Journalism and Craigslist

written on March 15, 2011

# “A fundamental pillar of democracy is basically starving…”

Business Insider recently published a chart showing the declining classified ad revenue. The article is a waste of time to read, here is the good stuff:

” He shows ad revenue from help wanted classifieds dropping 92% in last 10 years, hitting $723 million last year, down from $8.7 billion in 2000.”

Now you couple that with the 10 minute snippet of audio, starting at around 13 minutes, from podcast 67 from Stack Overflow. Joel Spolsky philosophizes that “[he] feels that what Craig Newmark is doing with Craigslist is a brand of evil, in that it has destroyed the income stream (classified ads) that supported professional journalism.”

For those of you who don’t know of Joel’s work, he is a long term fixture in the online programming community. He worked at Microsoft back when the dinosaurs still roamed the earth. He went on to write, or compile, some great books on the art, style and craft of writing software. He also started a company Fogcreek, and has been fairly successful. I find him a very interesting guy and a fantastic thinker and writer in the industry.

Some great quotes from the podcast: > Social deal with the newspapers, they ran a big ad agency and spent some of that money to do investigative journalism to make democracy work.

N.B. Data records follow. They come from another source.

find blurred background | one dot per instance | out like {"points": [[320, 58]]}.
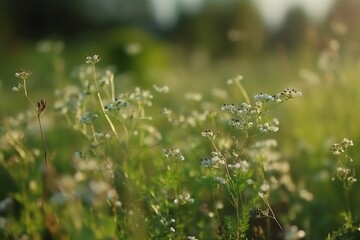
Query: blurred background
{"points": [[197, 45]]}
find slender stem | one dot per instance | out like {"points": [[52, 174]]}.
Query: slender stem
{"points": [[43, 140], [242, 90], [102, 105]]}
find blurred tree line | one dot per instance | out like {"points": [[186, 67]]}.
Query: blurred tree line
{"points": [[221, 29]]}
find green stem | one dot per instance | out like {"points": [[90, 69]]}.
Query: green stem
{"points": [[102, 105]]}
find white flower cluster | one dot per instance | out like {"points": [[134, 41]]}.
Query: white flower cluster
{"points": [[88, 117], [173, 153], [286, 94], [92, 59], [339, 148], [242, 165], [266, 127], [183, 199]]}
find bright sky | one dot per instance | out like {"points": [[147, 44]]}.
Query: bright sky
{"points": [[273, 12]]}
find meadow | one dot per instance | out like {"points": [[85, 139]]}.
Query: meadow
{"points": [[179, 146]]}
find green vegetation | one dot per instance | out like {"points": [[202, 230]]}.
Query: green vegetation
{"points": [[198, 140]]}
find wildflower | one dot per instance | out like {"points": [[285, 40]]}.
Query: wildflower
{"points": [[234, 80], [338, 148], [242, 165], [92, 59], [164, 89], [173, 153], [216, 159], [23, 74], [293, 233], [266, 127], [183, 199], [88, 118], [191, 238], [165, 112], [116, 105], [208, 133], [220, 180]]}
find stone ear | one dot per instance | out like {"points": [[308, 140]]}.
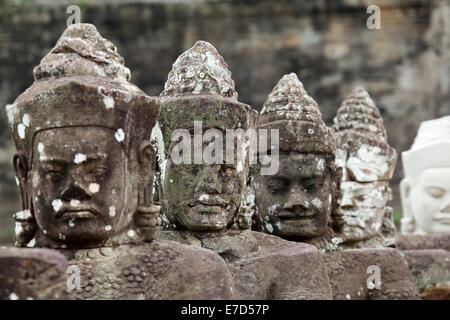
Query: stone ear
{"points": [[20, 164]]}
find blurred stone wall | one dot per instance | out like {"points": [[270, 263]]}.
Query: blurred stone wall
{"points": [[405, 66]]}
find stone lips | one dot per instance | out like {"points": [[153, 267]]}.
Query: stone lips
{"points": [[212, 111], [81, 50], [360, 130], [296, 115], [200, 70], [81, 101]]}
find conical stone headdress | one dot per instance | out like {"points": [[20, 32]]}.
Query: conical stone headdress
{"points": [[291, 110], [81, 82], [201, 83], [363, 150]]}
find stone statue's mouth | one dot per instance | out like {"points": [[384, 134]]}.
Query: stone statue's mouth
{"points": [[209, 200], [295, 215], [208, 209], [83, 213]]}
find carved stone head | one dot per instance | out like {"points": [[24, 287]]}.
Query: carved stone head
{"points": [[298, 201], [203, 166], [425, 190], [84, 161], [368, 163]]}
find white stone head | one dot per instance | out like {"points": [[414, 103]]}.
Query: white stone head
{"points": [[425, 190]]}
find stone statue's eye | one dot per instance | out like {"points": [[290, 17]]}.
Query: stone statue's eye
{"points": [[435, 192], [310, 187]]}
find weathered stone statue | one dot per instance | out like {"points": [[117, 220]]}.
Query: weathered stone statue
{"points": [[301, 201], [425, 194], [30, 274], [368, 163], [202, 192], [425, 190], [85, 169]]}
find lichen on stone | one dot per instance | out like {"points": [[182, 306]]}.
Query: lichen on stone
{"points": [[81, 50], [200, 70]]}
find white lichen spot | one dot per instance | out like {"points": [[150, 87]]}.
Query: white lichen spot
{"points": [[94, 187], [109, 102], [79, 158], [18, 229], [120, 135], [21, 131], [316, 202], [74, 202], [112, 211], [57, 204], [239, 167]]}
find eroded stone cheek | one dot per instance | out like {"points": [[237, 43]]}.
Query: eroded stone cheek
{"points": [[35, 179]]}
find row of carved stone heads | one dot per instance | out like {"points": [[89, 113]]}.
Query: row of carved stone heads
{"points": [[307, 220]]}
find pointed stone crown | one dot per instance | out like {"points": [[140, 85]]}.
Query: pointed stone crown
{"points": [[359, 112], [363, 149], [81, 50], [200, 70], [82, 81], [296, 115]]}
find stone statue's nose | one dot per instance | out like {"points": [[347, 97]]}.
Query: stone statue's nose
{"points": [[296, 202], [446, 209], [74, 192]]}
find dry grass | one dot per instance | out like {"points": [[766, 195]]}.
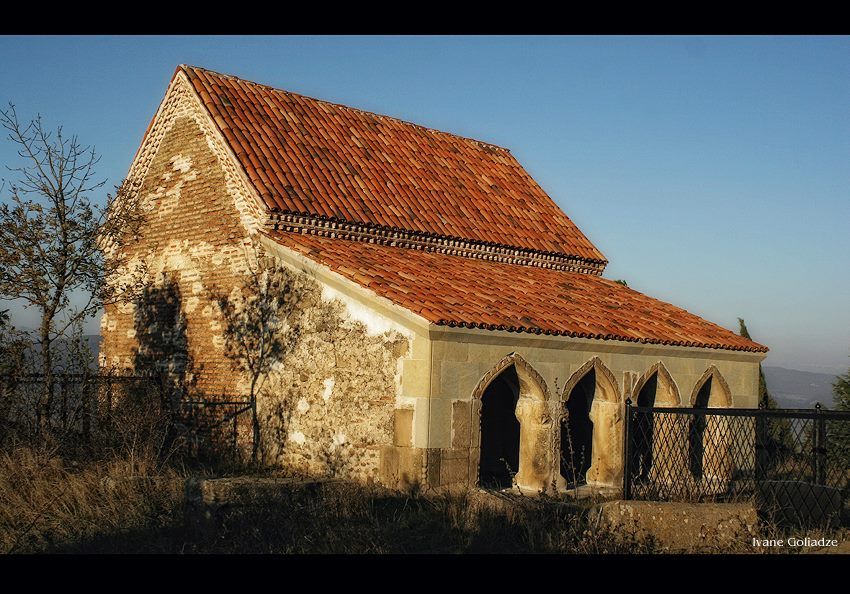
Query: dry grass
{"points": [[49, 504], [132, 505]]}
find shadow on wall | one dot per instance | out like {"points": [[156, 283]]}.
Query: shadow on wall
{"points": [[163, 345]]}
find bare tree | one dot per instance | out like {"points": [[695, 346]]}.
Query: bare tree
{"points": [[261, 326], [55, 242]]}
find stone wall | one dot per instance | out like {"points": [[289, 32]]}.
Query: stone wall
{"points": [[193, 243], [330, 408], [464, 362]]}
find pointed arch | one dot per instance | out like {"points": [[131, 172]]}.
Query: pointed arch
{"points": [[531, 401], [667, 388], [590, 427], [720, 396], [532, 384], [606, 383]]}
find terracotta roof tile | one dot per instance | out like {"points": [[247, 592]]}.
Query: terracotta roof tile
{"points": [[309, 156], [476, 293]]}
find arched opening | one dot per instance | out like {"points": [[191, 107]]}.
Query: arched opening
{"points": [[660, 443], [515, 430], [500, 431], [644, 428], [696, 432], [709, 457], [577, 431]]}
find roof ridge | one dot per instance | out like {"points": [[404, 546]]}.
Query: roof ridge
{"points": [[348, 107]]}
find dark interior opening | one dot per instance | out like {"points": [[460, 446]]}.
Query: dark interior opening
{"points": [[577, 432], [696, 431], [641, 462], [499, 432]]}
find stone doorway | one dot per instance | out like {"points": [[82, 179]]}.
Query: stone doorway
{"points": [[500, 431], [577, 432]]}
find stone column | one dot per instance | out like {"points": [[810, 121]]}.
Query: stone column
{"points": [[607, 464], [535, 441]]}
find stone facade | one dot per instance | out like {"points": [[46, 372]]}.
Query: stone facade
{"points": [[371, 391]]}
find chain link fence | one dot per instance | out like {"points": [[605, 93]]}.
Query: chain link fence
{"points": [[794, 465], [98, 411]]}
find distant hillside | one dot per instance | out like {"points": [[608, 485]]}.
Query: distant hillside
{"points": [[799, 389]]}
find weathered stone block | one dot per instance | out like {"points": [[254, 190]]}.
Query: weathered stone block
{"points": [[461, 423], [403, 427]]}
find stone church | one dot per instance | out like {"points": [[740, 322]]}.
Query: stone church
{"points": [[456, 326]]}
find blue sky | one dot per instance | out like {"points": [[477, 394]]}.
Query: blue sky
{"points": [[711, 171]]}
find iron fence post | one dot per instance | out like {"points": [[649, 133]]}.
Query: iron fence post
{"points": [[761, 453], [627, 452], [820, 446]]}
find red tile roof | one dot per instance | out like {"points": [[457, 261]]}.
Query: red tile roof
{"points": [[478, 293], [309, 156]]}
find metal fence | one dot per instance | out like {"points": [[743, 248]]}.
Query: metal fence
{"points": [[82, 409], [215, 427], [793, 464]]}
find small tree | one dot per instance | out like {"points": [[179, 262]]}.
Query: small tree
{"points": [[765, 399], [840, 431], [261, 326], [841, 391], [55, 243]]}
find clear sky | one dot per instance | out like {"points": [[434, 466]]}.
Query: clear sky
{"points": [[712, 172]]}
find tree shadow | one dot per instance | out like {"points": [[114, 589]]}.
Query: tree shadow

Advertising…has paid for that part of democracy, which is a shame…. but it is a fundamental part of democracy

Craigslist is a Charitable benefit, of free classified ads… is less than optimal ( and has a bad outcome) … so instead of saying my charity is free advertising, he could charge a nominal amount and use that money toward a “worthy” cause. (Journalism)

Joel argues that Craig (from Craig’s list) “charity” is to eliminate newspapers (and journalism) which “Shot journalism in the head, inadvertently”… as an “accidental side effect”

Very compelling argument that is not obvious when initially thinking about Craigslist. It is fascinating that the ideals of capitalism (competition which reduces prices) are directly competing against the ideals of democracy (open and honest journalism).